(FT-Transformer) None if X_num is None else X_num[part][idx], IndexError: index 595 is out of bounds for dimension 0 with size 595

GiovanniAVS commented 2 months ago

Hi,

Following your instructions here I managed to split the files into N and y. My file has 9 numeric features and the output has only two classes 0 or 1, that is, it is a classification problem. Doing the suggested division I obtained 2855 data for training, 952 for testing and 952 for validation (I have already counted the removal of the label line). It was very similar to the higgs_small data.

I modified the path of the 'reproduced.toml' file to the new folder containing the data.

The new 'info.json" file was as follows:

{ "name": "teste___0", "basename": "teste", "split": 0, "task_type": "binclass", "n_num_features": 9, "n_cat_features": 0, "train_size": 2855, "val_size": 952, "test_size": 952 }

("teste" is the name of the folder containing the data)

Ok, everything is ready, I ran the command "python bin/tune.py output/teste/ft_transformer/tuning/reproduced.toml"

However, I received the following error: None if X_num is None else X_num[part][idx], IndexError: index 595 is out of bounds for dimension 0 with size 595

The problem is that I have no idea where this 595 came from, since all my data has values much higher than that, I tried to recalculate the data several times, but this same problem persists. Do you happen to know how to help me with this?

error_print

Yura52 commented 2 months ago

Hi,

Unfortunately, it is hard to name the exact reason. I have three quick suggestions:

Remove the cache files for your dataset. They are created directly in the dataset folder and their names start with build_X_... (see this line).
Print the shapes of all tensors in X_num to ensure that they have the shape that you expect.
Separately from the scripts in this repository, read the files of your dataset and check the dimensions.
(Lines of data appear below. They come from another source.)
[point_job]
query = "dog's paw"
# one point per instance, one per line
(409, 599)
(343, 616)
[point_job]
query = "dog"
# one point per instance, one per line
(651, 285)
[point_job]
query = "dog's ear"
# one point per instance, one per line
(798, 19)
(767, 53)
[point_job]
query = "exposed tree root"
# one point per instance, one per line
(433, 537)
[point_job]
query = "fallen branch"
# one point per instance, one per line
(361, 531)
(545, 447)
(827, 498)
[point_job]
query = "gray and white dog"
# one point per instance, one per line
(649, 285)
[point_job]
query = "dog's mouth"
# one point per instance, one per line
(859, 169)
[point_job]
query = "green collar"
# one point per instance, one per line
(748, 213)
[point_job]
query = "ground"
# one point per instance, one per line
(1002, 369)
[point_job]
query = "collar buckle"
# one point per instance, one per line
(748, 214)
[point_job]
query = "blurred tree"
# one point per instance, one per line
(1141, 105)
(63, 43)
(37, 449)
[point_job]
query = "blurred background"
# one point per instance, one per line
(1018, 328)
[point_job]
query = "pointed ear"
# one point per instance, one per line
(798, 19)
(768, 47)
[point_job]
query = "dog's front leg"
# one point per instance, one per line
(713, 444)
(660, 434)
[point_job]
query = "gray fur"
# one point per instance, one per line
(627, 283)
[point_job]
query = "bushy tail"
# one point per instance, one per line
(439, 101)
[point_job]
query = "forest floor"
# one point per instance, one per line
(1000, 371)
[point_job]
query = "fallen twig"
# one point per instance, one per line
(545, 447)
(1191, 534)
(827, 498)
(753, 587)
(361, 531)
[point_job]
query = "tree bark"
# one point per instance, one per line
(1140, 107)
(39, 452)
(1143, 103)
Let me know if further help is needed

GiovanniAVS commented 2 months ago

Thanks for the quick response, Romoving the cache file solved the problem, but I stumbled upon another one haha. In each epoch, after a little while, the following warning appears "anaconda3/envs/revisiting-models/lib/python3.8/site-packages/sklearn/metrics/_classification.py:1245: UndefinedMetricWarning: Precision and F-score are ill-defined and being set to 0.0 in labels with no prediction samples.Use zero_division parameter to control this behavior." I think the program is probably indicating everything for just one class, then it can't calculate the metrics for classes that don't have predictions, but I don't understand why. Do you perhaps know if this has to do with the type of data?

Below I'm sending a small sample of the data data_type

Yura52 commented 2 months ago

On our benchmark, the same message appears at the beginning of training on some datasets. As the training continues, the model becomes smarter and the message is gone.

I think this indeed happens because some of the classes are not predicted at all, or the model constantly predicts only one class. In fact, I can imagine that on some datasets some rare classes can be not predicted at all even by the end of training. And even then, it is still possible to compute metrics such as accuracy (and they will be successfully computed). But I think our code computes many metrics, and some of them can trigger the warning.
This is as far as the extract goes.